## Tutorial 3 : Interfacing Graph `Data` with Pytorch Geometric `DataLoader`

In this tutorial, we will learn how to use Pytorch Geometric `DataLoader` to load graph data for mini-batch training. \
Q) Why we want to use Pytorch Geometric `DataLoader`? \
A) It is inherited from Pytorch `DataLoader`, which means it is easy to use + supported by Pytorch community.
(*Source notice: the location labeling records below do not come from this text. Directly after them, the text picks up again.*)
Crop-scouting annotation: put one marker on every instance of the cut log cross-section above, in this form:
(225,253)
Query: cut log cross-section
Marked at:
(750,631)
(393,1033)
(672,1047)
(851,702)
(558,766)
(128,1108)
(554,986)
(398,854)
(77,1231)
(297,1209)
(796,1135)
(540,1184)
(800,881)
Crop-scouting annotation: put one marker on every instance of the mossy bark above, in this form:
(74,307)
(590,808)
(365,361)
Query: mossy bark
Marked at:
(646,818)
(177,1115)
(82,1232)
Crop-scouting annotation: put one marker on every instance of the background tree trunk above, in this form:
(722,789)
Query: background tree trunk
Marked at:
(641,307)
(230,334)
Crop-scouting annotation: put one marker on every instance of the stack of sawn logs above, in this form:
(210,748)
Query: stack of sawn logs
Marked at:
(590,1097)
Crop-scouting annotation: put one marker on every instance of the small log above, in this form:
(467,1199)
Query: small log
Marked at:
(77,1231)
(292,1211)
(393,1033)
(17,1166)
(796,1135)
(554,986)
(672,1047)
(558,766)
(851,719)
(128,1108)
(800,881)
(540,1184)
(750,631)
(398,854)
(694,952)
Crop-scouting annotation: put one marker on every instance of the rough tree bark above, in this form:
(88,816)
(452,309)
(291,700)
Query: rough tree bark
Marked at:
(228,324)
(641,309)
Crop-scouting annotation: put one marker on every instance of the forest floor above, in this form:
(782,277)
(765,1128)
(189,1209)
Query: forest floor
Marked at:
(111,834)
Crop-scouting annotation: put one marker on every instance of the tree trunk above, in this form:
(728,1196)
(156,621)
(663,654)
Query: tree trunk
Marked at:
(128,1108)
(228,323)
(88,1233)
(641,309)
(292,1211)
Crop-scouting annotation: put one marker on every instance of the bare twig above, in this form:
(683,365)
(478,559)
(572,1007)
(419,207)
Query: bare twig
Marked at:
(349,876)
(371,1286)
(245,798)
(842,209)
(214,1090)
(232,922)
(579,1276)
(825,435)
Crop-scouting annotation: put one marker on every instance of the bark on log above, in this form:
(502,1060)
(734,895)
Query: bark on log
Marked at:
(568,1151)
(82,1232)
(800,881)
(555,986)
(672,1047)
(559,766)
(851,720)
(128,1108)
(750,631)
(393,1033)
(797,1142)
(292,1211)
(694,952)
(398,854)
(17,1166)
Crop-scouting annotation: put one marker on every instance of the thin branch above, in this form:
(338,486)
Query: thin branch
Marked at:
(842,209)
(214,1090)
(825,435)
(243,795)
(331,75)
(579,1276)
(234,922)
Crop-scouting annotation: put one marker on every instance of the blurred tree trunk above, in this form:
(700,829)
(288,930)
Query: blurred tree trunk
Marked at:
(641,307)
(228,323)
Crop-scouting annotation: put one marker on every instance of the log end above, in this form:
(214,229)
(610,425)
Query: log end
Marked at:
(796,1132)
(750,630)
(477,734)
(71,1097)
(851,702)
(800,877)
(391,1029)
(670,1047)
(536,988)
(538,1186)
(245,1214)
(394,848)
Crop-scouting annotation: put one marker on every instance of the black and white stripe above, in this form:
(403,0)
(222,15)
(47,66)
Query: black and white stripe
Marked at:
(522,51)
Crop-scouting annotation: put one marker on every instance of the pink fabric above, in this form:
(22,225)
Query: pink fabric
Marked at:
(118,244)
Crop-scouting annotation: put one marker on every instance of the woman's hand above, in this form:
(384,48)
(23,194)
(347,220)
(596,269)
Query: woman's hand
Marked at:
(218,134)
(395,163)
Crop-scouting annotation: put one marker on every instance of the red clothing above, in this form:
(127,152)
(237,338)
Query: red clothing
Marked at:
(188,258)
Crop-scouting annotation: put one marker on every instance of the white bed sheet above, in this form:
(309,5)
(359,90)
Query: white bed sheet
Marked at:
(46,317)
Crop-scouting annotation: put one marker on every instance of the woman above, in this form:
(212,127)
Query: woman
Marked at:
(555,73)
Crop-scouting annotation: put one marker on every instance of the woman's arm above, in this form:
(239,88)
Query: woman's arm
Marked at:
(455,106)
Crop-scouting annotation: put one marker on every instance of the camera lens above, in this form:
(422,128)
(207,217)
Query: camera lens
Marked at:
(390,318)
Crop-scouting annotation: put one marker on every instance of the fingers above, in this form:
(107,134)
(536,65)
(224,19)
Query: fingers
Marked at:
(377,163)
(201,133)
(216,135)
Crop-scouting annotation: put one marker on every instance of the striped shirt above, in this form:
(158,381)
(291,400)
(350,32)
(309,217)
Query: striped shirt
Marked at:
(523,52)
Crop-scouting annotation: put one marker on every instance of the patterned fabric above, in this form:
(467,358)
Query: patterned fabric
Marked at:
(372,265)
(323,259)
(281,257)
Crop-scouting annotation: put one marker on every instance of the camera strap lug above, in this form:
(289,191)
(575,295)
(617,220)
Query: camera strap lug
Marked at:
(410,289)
Let's start the tutorial by implementing graph dataset.

In [1]:
import warnings
warnings.filterwarnings(action='ignore') 

In [2]:
import torch
from torch.utils.data import Dataset
from torch_geometric.utils import erdos_renyi_graph
from torch_geometric.data import Data

In [3]:
def generate_er_graph(num_nodes:int, 
                      edge_prob:float,
                      feat_dim:int=16):
    
    edge_idx = erdos_renyi_graph(num_nodes=num_nodes,edge_prob=edge_prob)
    x = torch.randn(num_nodes, feat_dim)
    y = (x.sum() / num_nodes).view(1,1)
    dummy = torch.randn(num_nodes, 32)
    g = Data(x=x, edge_index=edge_idx, y=y, dummy=dummy)
    return g

In [4]:
class ERDataset(Dataset):
    
    def __init__(self, 
                 num_graphs:int,
                 min_num_nodes: int = 32,
                 max_num_nodes: int = 64,
                 edge_prob: float = 0.3):
        
        num_nodes = torch.randint(min_num_nodes, max_num_nodes, (num_graphs,))
        self.gs = [
            generate_er_graph(num_nodes[i], edge_prob) for i in range(num_graphs)
        ]
        
    def __getitem__(self, index):
        return self.gs[index]
        
    def __len__(self):
        return len(self.gs)

In [5]:
dataset = ERDataset(128)
print(dataset[0])

Data(x=[60, 16], edge_index=[2, 1038], y=[1, 1], dummy=[60, 32])


## PyG `DataLoader`

As mentioned earlier, PyG `DataLoader` is inherited from Pytorch `DataLoader`. Meaning that we can
pass any arguments or keyword agruments that Pytorch `DataLoader` supports. Furthermore, PyG `DataLoader`
supports graph (mini) batching using custom `collate_fn` -- basically, an well engineering version of `Batch.from_data_list`.

In [6]:
from torch_geometric.data import DataLoader

dataloader = DataLoader(dataset, 
                        follow_batch=['batch'], # we can specify which attributes to follow to form "batch" attribute
                        exclude_keys=['dummy'], # we can specify which attributes can be excluded from the batch
                        batch_size=32, shuffle=True)
batched_g = next(iter(dataloader))

print(batched_g)
print(f'Number of graphs in batch: {batched_g.num_graphs}')

DataBatch(x=[1429, 16], edge_index=[2, 19360], y=[32, 1], batch=[1429], ptr=[33])
Number of graphs in batch: 32


## Feed Batched Data to a GNN model

In [7]:
from torch_geometric.nn.models import GCN

model = GCN(in_channels=16,
            hidden_channels=32, 
            out_channels=1,
            num_layers=3)

pred = model(batched_g.x, batched_g.edge_index)
print(pred.shape) # [#. total nodes, output dim]

torch.Size([1429, 1])